All of this TSA stuff on the news is getting a little crazy…it almost seems like the media is looking for passengers who are looking for attention.
But once again the lessons learned are clear…at least if we all agree on the primary goal.
Hopefully everyone agrees that our main goal is safety and national security, because I don’t know about you, but when I am flying through the clouds at 35,000 feet I do not want the plane to blow up.
So if we are all in agreement, then it comes down to human beings – pilots, passengers and security personnel – having situational awareness and accountability.
Pilots – We need to trust that the airline has tested the pilots to ensure they have situational awareness on how to fly the plane safely and deliver passengers from point A to point B. We also need to trust the airline’s pilots are accountable and they are not terrorists.

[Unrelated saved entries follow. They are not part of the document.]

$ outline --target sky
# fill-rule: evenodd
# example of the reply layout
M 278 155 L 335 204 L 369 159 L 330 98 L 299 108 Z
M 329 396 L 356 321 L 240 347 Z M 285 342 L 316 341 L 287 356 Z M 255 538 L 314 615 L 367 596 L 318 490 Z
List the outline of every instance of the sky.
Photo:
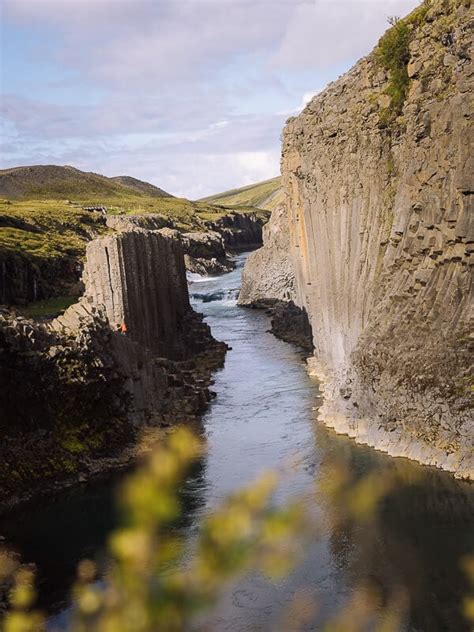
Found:
M 289 116 L 418 0 L 0 0 L 0 168 L 198 199 L 279 174 Z

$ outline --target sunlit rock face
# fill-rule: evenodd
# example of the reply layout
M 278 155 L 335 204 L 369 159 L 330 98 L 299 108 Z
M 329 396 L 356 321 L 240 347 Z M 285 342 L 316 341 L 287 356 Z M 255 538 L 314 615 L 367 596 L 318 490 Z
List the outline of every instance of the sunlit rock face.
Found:
M 285 206 L 279 206 L 263 227 L 263 247 L 248 257 L 239 305 L 254 305 L 262 300 L 295 300 L 295 274 L 289 246 L 288 215 Z
M 387 123 L 389 77 L 372 54 L 289 120 L 282 157 L 295 302 L 312 326 L 321 419 L 467 478 L 472 22 L 464 2 L 431 3 L 414 27 L 400 116 Z M 247 278 L 271 274 L 256 259 Z M 257 294 L 268 283 L 259 278 Z

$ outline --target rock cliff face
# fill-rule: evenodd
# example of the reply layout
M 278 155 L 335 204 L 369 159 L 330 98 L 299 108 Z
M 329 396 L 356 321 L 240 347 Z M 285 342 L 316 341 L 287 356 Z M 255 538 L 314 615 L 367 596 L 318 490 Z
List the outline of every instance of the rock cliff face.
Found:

Passengers – We need passengers with situational awareness and accountability to understand that national security and airline security requires all passengers to be cleared as a safe passenger. No matter what religion, what clothes, what sex, what nationality or what other excuses a passenger comes up with, all passengers need to understand and be held accountable for airline safety and security rules…period. If a passenger does not like the rules they have the option to take a car, take a bus, take a train, take a ship or take a hike.

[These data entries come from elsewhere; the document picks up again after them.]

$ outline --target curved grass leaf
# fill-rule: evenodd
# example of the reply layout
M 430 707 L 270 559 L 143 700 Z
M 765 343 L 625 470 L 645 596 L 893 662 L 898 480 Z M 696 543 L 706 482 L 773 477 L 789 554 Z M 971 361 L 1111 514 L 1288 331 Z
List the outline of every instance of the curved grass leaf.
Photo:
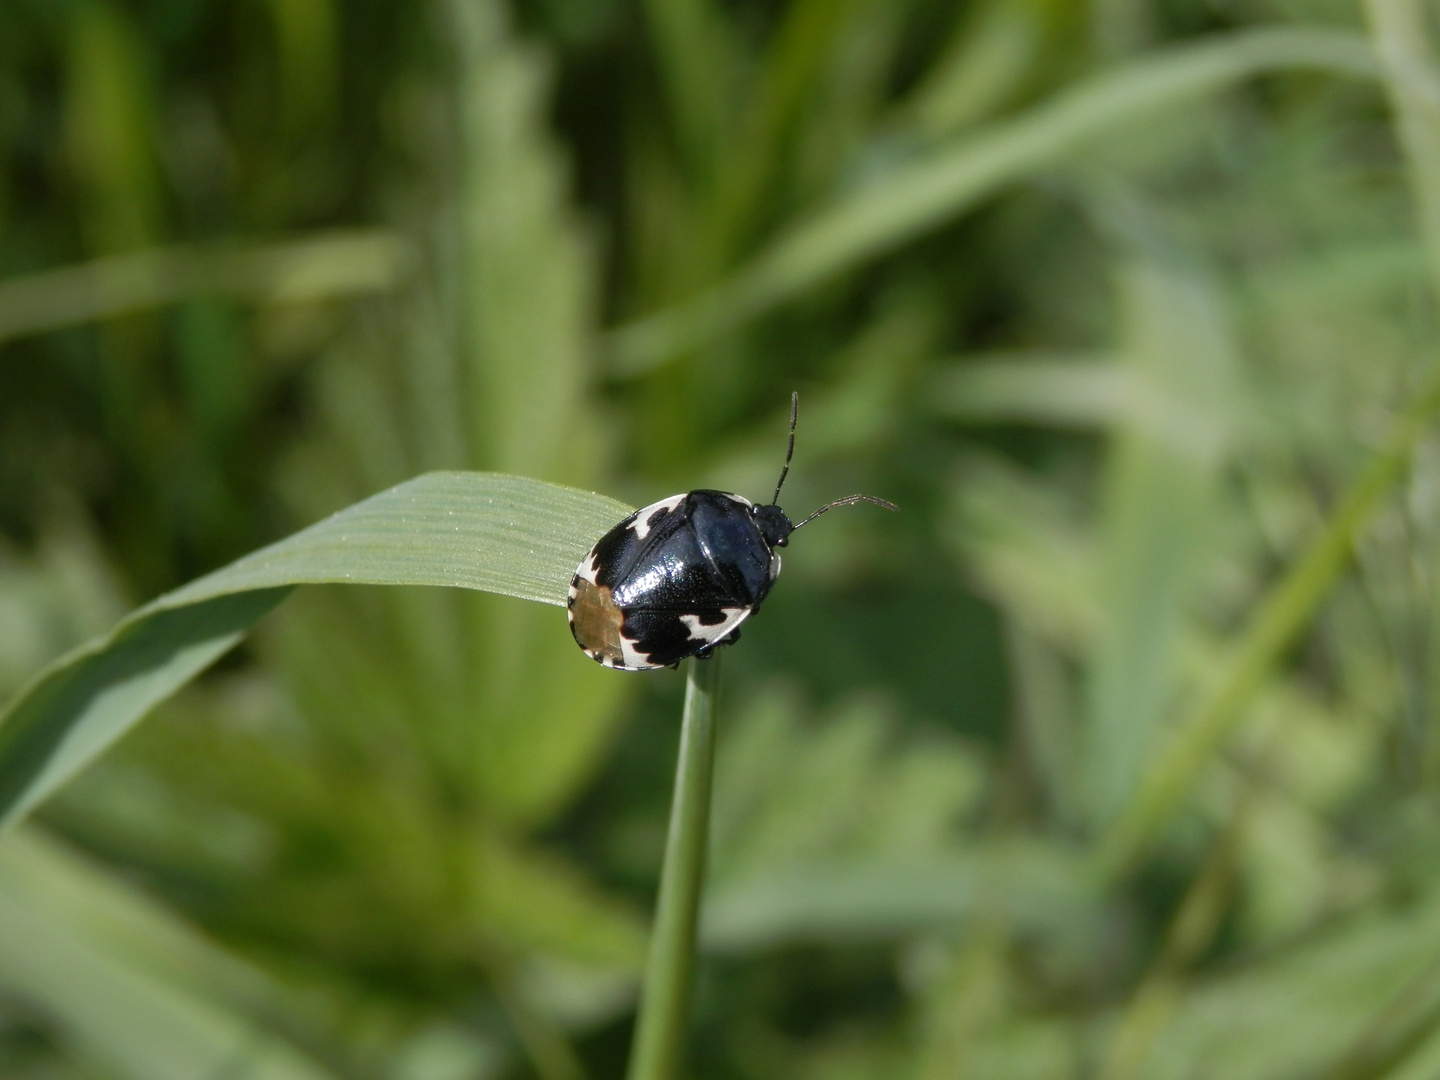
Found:
M 51 664 L 0 715 L 0 826 L 232 648 L 294 586 L 446 585 L 563 606 L 576 564 L 630 509 L 518 476 L 428 473 L 152 601 Z
M 234 249 L 190 245 L 112 255 L 0 281 L 0 341 L 224 293 L 303 303 L 394 288 L 414 262 L 385 229 L 345 229 Z
M 1160 110 L 1269 72 L 1308 68 L 1371 76 L 1374 67 L 1363 37 L 1335 30 L 1249 30 L 1156 51 L 842 196 L 713 290 L 621 327 L 611 341 L 614 367 L 633 375 L 663 364 L 1053 166 L 1085 142 Z
M 334 1080 L 271 1022 L 297 995 L 35 830 L 0 844 L 0 983 L 105 1075 Z
M 1375 54 L 1384 74 L 1395 133 L 1405 152 L 1410 194 L 1430 259 L 1431 287 L 1440 290 L 1440 94 L 1425 6 L 1415 0 L 1367 0 Z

Security Personnel – We need security personnel and management of security personnel to be prepared with situational awareness and accountability. Simply put, if passengers trusted that TSA management and TSA personnel were not going to put our naked pictures online, then passengers would go through the x-ray scanner and be on their way. Unfortunately many passengers do not trust TSA management or TSA personnel. Why…because TSA management and TSA personnel have repeatedly revealed their lack of situational awareness and lack of accountability to those of us who spend much time in airports. This disconnect could very easily addressed and eliminated if TSA management was serious about ensuring ongoing preparedness, situational awareness and accountability at the individual level.
For those passengers who fail the x-ray scanner test, passengers and security personnel need situational awareness and accountability so the suspicious scan test can be addressed with additional questioning or with a body pat down or to take the suspicious passenger or terrorist off the flight.
Lessons learned are right in front of our eyes, but will TSA management, TSA personnel and passengers learn?